The basic rule for CSE 100 is: Don't cheat. Instead, make use of the expertise of the CSE 100 staff to learn what you need to know to really do well in the course.
If you do cheat, we will enforce the UCSD Policy on Integrity of Scholarship (see the UCSD Academic Integrity website). This means: You will get an F in the course, and the Dean of your college will put you on probation or suspend you from UCSD.

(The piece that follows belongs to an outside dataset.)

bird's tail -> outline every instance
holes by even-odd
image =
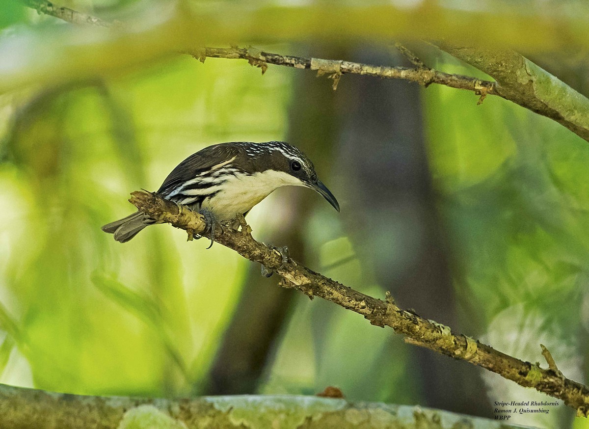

What counts as cheating? In CSE 100, you can read books, surf the web, talk to your friends and the CSE 100 staff to get ideas for solving your programming assignment problems. However, you, or your 2-person team, must write your own solutions to your programming assignments. Using program code that someone else has written (unless they are in your team for that assignment, or the code was explicitly provided as part of the assignment), or providing program code to someone else not on your team, or turning in code that you have written with someone else not in your team, is cheating. Yes, we do check every program that is turned in. WRITE YOUR OWN CODE.
To ensure you don't have a problem with this: Don't even look at or discuss another student's code, and don't let another student look at your code. Don't start with someone else's code and make changes to it, or in any way share code with other students.
Also, in CSE 100, you must write your own answers on the closed-book exams. Getting ansswers from someone else, or providing answers to someone else, is cheating.